The ancients seem to have been somewhat less, “uptight”.   Life in Pompeii was nothing if not hedonistic.  The place has been described by some, as the “red-light district” of antiquity.  I’m not sure about that, but the erotic art of Pompeii and Herculaneum were WAY too much for counter reformation-era sensibilities.  The place was quietly covered up and forgotten, for another two hundred years.

Pompeii was first excavated in earnest in 1748, but it took another hundred years for archaeologists’ findings to be cataloged, and brought to museums.  In 1863, archaeologist Giuseppe Fiorelli realized that occasional voids in the ash layer were left by the long since decomposed bodies of the doomed victims, of Vesuvius.

A technique was developed of injecting plaster.  Today we can see them in excruciating detail, exactly where they fell.  Men, women and children, the dogs, even the fresh-baked bread, left out on the counter to cool.

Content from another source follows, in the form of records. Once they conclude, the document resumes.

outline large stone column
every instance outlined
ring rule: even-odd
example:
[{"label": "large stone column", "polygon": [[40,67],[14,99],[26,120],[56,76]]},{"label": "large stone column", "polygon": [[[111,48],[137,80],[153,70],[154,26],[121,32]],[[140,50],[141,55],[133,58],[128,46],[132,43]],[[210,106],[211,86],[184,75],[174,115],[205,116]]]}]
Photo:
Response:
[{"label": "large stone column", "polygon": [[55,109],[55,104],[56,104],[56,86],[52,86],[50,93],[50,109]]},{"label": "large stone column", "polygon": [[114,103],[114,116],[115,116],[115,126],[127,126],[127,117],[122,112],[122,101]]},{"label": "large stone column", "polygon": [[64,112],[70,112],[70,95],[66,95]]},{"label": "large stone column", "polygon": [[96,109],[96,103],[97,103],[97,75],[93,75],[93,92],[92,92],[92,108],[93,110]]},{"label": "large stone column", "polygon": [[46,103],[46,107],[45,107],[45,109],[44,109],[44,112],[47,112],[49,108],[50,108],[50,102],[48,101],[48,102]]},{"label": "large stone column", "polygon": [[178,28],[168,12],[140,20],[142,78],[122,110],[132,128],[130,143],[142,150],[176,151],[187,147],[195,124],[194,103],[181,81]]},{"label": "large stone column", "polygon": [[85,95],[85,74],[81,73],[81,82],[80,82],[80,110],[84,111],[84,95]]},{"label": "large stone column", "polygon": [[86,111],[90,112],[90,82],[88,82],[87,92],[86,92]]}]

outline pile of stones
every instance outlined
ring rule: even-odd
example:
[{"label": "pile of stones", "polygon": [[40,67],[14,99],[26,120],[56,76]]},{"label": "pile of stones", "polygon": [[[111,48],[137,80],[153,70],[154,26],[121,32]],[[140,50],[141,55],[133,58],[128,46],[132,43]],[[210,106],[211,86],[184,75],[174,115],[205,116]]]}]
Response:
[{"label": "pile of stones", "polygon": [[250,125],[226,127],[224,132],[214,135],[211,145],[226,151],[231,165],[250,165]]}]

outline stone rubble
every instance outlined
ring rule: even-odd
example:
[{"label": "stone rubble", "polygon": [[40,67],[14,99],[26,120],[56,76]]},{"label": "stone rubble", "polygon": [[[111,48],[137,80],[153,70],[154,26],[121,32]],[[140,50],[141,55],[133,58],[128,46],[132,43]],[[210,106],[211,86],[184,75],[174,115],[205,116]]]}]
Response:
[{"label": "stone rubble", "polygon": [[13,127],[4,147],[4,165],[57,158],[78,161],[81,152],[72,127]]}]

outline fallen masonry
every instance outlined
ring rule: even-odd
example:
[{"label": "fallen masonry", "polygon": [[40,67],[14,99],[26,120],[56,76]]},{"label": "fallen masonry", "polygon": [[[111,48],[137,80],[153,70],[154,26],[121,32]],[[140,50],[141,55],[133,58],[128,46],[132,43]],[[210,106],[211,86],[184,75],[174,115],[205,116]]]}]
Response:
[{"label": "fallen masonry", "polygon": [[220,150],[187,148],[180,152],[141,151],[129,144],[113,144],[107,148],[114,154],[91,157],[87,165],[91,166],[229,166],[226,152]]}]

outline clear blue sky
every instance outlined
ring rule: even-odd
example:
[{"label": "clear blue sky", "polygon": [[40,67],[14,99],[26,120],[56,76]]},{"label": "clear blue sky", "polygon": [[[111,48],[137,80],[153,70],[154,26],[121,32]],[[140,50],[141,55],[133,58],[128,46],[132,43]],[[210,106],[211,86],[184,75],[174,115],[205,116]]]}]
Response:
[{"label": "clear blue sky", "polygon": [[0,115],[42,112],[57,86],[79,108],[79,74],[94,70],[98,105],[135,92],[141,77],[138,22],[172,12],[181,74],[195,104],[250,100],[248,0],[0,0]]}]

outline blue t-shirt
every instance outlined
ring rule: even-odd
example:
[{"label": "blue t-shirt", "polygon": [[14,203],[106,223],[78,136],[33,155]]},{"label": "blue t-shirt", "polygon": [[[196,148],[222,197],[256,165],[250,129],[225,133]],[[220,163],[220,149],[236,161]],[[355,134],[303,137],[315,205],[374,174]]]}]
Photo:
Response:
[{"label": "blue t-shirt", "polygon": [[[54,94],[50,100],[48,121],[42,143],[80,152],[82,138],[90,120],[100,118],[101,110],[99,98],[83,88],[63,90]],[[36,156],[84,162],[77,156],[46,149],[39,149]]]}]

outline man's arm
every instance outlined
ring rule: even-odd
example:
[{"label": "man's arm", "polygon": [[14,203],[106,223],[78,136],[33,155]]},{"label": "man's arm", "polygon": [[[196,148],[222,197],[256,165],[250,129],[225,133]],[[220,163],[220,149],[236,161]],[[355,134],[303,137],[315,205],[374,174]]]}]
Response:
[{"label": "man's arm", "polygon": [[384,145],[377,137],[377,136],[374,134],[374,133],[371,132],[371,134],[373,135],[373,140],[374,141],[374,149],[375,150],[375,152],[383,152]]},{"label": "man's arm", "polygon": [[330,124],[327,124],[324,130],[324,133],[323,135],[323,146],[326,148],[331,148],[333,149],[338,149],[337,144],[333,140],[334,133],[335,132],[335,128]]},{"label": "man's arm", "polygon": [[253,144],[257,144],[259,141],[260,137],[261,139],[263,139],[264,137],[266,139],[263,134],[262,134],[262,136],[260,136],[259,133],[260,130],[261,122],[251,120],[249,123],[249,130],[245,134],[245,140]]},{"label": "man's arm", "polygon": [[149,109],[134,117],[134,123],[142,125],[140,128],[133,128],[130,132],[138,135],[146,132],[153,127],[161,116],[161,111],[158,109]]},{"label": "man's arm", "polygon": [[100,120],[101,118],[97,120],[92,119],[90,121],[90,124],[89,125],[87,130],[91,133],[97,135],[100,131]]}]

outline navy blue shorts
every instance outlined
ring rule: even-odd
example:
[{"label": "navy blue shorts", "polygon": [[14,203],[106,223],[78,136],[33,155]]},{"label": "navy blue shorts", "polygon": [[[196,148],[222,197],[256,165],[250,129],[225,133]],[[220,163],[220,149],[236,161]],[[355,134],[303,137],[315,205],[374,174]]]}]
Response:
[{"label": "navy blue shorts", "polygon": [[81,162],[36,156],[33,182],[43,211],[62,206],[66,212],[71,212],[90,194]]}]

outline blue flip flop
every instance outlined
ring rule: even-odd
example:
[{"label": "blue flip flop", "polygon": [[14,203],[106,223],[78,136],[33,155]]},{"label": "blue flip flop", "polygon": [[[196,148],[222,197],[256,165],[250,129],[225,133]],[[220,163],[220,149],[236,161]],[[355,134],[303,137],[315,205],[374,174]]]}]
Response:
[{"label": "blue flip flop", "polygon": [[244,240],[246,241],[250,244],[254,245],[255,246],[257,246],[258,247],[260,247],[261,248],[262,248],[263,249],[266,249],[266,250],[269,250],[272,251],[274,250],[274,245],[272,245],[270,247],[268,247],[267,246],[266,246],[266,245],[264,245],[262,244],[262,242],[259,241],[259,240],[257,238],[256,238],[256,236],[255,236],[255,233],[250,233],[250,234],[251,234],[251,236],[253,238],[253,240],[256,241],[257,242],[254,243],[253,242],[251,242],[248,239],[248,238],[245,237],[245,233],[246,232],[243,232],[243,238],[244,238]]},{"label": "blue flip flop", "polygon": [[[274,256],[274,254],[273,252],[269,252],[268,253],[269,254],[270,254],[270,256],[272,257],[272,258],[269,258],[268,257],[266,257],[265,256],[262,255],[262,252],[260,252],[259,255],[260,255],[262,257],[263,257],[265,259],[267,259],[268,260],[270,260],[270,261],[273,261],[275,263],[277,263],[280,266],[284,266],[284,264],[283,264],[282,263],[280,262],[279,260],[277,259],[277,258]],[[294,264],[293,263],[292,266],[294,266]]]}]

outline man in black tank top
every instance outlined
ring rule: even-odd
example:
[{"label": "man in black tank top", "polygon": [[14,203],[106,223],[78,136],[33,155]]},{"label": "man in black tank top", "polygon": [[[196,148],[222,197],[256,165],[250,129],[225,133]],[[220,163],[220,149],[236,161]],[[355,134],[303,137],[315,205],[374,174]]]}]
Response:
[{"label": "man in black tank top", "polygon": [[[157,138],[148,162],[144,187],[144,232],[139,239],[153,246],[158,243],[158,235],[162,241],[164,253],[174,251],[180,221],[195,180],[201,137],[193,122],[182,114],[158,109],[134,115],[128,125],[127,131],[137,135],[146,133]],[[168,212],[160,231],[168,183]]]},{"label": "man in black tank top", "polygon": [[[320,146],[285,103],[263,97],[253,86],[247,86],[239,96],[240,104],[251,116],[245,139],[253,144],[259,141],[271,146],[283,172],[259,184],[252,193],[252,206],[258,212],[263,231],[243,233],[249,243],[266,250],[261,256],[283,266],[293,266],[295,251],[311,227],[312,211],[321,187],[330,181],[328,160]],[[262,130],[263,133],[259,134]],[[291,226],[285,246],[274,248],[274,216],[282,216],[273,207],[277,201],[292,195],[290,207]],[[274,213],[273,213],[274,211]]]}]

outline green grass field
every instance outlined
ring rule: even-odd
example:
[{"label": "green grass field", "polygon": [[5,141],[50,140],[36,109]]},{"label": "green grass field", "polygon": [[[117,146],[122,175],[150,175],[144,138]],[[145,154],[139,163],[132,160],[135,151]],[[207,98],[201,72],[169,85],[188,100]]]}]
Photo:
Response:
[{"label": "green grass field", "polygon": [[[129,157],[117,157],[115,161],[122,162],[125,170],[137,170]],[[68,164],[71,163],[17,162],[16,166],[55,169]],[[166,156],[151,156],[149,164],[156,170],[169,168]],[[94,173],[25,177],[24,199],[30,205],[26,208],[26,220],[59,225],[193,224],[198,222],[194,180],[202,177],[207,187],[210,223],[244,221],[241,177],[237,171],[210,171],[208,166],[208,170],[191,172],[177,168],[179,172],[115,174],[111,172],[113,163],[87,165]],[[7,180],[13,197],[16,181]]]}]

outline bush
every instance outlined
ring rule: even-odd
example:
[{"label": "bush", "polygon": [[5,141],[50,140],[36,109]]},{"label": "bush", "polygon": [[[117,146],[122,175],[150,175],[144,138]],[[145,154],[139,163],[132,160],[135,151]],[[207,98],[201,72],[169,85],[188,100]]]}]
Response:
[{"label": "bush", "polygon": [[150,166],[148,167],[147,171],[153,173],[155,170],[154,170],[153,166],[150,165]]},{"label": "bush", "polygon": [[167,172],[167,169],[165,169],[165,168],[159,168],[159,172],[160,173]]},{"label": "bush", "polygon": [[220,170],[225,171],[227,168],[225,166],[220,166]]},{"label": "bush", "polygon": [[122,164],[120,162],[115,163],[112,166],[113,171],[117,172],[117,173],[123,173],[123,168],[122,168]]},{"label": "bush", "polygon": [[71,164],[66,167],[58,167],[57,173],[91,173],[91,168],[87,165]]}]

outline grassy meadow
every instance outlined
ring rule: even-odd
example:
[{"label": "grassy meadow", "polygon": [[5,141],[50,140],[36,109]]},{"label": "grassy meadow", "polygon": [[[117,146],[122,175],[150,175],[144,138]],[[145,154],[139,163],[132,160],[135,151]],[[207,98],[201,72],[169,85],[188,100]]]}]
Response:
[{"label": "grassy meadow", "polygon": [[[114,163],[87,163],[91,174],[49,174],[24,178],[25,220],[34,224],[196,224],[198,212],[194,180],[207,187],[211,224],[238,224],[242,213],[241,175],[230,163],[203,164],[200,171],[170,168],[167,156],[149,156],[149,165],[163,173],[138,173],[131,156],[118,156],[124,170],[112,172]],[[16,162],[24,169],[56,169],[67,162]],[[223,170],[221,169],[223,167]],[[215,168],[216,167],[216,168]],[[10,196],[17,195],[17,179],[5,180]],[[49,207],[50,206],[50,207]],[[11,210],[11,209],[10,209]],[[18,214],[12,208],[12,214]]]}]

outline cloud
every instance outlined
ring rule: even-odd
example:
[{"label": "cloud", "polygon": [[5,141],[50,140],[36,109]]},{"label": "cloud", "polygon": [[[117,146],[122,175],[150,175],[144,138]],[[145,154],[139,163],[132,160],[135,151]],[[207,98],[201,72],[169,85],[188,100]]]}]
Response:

Today you can tour the lost city of Pompeii, from the baths to the forum, to the Lupanar Grande, where the prostitutes of Pompeii once “entertained” clients.  Ongoing excavation is all but a race with time, between uncovering what remains, and preserving what is.  Walls surrounding the “House of the Moralist” collapsed in 2010, so-called because its wealthy wine merchant owners posted rules of behavior, for guests to follow: “Do not have lustful expressions and flirtatious eyes for another man’s wife“.

Heavy rains were blamed for the collapse of the Schola Armatorium in 2010, the House of the Gladiators.  Fierce recriminations have followed and doubt has been cast on local authorities’ abilities, to properly preserve what has become a UNESCO World Heritage site.

Be that as it may, 2,000-year-old buildings do not come along every day.  There is no replacement for antiquity.